Keating explains that the reason spiritual directors are needed is to help guide the Christian contemplative is because of the powerful and dangerous nature of kundalini. He says that these “spiritual directors” may need to consult with “Eastern teachers in order to get a fuller understanding.”

The disciples of Jesus Christ did not call upon Eastern teachers to guide them when praying to our Lord. Nor is there any warning in the Bible cautioning us about negative physical manifestations when engaging in simple Christian prayer.  For years, I have been telling my Christian brothers and sisters that contemplative prayer is an Eastern form of meditation. Finally, I have a contemplative who admits it to be so. And now that I know about Keating’s declaration that kundalini is the same as contemplative, Richard Foster’s statement makes more sense. In Foster’s book, Prayer: Finding the Heart’s True Home, he states:

I also want to give a word of precaution. In the silent contemplation of God we are entering deeply into the spiritual realm, and there is such a thing as a supernatural guidance that is not divine guidance. While the Bible does not give us a lot of information on the nature of the spiritual world, we do know … there are various orders of spiritual beings, and some of them are definitely not in cooperation with God and his way! … But for now I want to encourage you to learn and practice prayers of protection.… “All dark and evil spirits must now leave.”

I believe Foster made these comments because he was well aware that contemplative prayer could be dangerous because it is no different than kundalini. And yet in Celebration of Discipline (p. 13, 1978) he says “We should all without shame enroll in the school of contemplative prayer.”

The unfortunate outcome is that both Thomas Keating and Richard Foster continue to  endorse contemplative prayer and encourage others to engage in this un-biblical practice when they know good and well it can have detrimental effects.

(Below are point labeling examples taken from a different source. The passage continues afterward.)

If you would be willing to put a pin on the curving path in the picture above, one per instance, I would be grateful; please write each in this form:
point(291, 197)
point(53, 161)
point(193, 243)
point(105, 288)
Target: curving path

How much more evidence do the leaders in our churches require before they repent of promoting this practice When Rick Warren stated in his first book, Purpose Driven Church that Foster’s spiritual formation was a wakeup call to the church, he gave the green light to millions to practice something that could potentially have long or permanent lasting damage on practitioners.

I pray fervently that my fellow Christians will return to the word of God for comfort and knowledge and that they will come to understand the true means of grace that our Heavenly Father has bestowed upon us. Please pray with me that this will come to pass.